Based on a representative sample of the German population (N = 2450) item analysis including item sensitivity, item-total correlation and item difficulty was performed. Confirmatory factor analyses (CFA) for several factor solutions from the literature were performed. Multiple group factor analysis was performed to assess measurement invariance. Construct validity was assessed via the replication of well-established correlations with concurrently assessed measures.
Most items exhibited adequate properties. Items #4, #8 and #13 exhibited poor item characteristics– each of these items had previously received negative evaluations in international studies. A one-dimensional factor solution, favorable for the calculation and interpretation of a sum score, was regarded as adequate.

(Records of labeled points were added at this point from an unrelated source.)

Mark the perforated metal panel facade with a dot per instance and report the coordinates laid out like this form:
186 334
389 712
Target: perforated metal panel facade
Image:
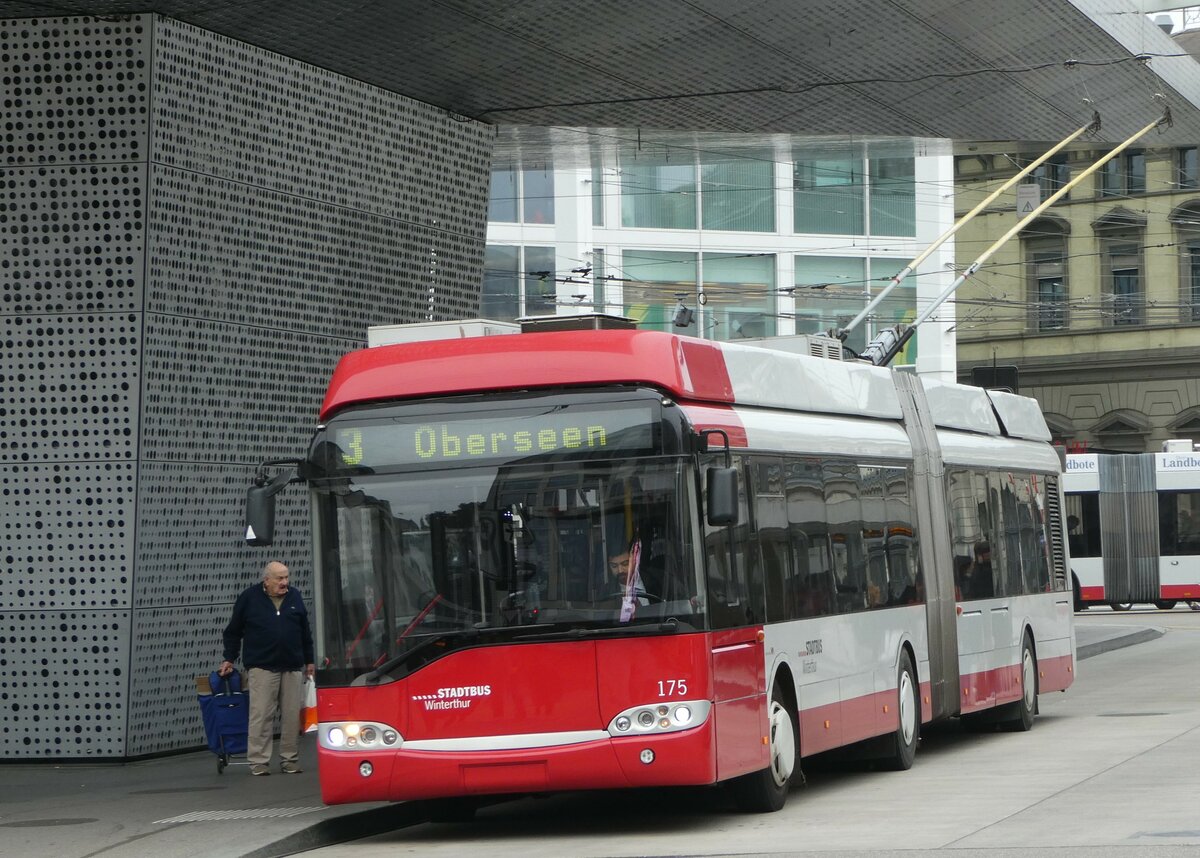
192 232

A bi-factor model with one content factor and two method factors (defined by positive/negative item coding) resulted in an excellent model fit. Cronbach’s alpha in the current sample was .87. Hopelessness, as measured by the BHS, significantly correlated in the expected direction with suicidal ideation (r = .36), depression (r = .53) and life satisfaction (r = −.53). Strict measurement invariance could be established regarding gender and depression status. Due to limited research regarding the interpretation of fit indices with dichotomous data, interpretation of CFA results needs to remain tentative.
The BHS is a valid measure of hopelessness in various subgroups of the general population. Future research could aim at replicating these findings using item response theory and cross-cultural samples. A one-dimensional bi-factor model seems appropriate even in a non-clinical population.